Je posai la lampe sur une des marches de l’autel, et, reportant mes yeux sur le visage du mort, je le regardai tristement: il était plus pâle que le drap qui le couvrait.

Je cherchai et je touchai ses blessures. J’aurais voulu recueillir les dernières gouttes du sang de son cœur, pour les reporter à sa mère et pour faire avec ce sang une croix sur le front de tous ces jeunes Italiens qui, un jour, doivent se lever pour l’affranchissement de la patrie.

Puis je coupai une mèche de ses cheveux. Peut-être avait-il une amie; à coup sûr, il avait une mère.

Enfin, je serrai sa main; je découvris une dernière fois ma tête devant lui, et je murmurai:

—Au revoir!

Je sortis frissonnant de l’église, emportant ce spectacle de mort tellement vivant en moi, qu’aujourd’hui, onze ans après, en écrivant ces lignes, je vois encore le cadavre, la figure pâle, dans son linceul tout souillé de terre et de sang.

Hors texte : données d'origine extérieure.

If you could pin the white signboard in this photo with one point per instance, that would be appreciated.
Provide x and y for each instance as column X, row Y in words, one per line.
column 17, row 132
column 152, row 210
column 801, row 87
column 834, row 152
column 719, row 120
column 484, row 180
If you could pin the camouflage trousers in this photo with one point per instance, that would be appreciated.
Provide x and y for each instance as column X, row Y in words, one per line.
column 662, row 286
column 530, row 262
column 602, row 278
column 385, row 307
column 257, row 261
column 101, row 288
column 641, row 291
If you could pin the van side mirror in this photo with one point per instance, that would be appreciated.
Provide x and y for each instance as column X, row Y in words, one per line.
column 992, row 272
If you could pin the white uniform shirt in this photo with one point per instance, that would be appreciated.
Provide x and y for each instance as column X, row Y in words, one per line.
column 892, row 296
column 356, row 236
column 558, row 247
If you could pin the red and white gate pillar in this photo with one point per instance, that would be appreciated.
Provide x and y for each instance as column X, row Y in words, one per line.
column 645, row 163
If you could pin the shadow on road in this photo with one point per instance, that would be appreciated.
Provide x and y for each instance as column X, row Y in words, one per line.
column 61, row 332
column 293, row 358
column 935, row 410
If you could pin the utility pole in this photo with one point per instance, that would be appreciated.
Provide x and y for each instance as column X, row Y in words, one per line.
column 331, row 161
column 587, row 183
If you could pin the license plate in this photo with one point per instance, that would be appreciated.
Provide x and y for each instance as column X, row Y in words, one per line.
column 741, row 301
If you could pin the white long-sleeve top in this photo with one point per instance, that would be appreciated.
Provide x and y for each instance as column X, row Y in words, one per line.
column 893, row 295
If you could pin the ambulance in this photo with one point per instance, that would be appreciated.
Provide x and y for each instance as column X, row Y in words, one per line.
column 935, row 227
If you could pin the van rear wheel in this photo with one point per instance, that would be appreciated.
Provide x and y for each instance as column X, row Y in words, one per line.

En sortant, je retrouvai le gardien, puis l’officier, auquel je serrai la main sans pouvoir prononcer une parole.

Le lendemain, le cadavre de Morosini fut déposé dans un cercueil de plomb, en attendant le moment où il partirait pour le sol natal, avec les cadavres de ses amis.

Nous désirions tous, avec une égale ardeur, avoir des détails sur la mort de Morosini.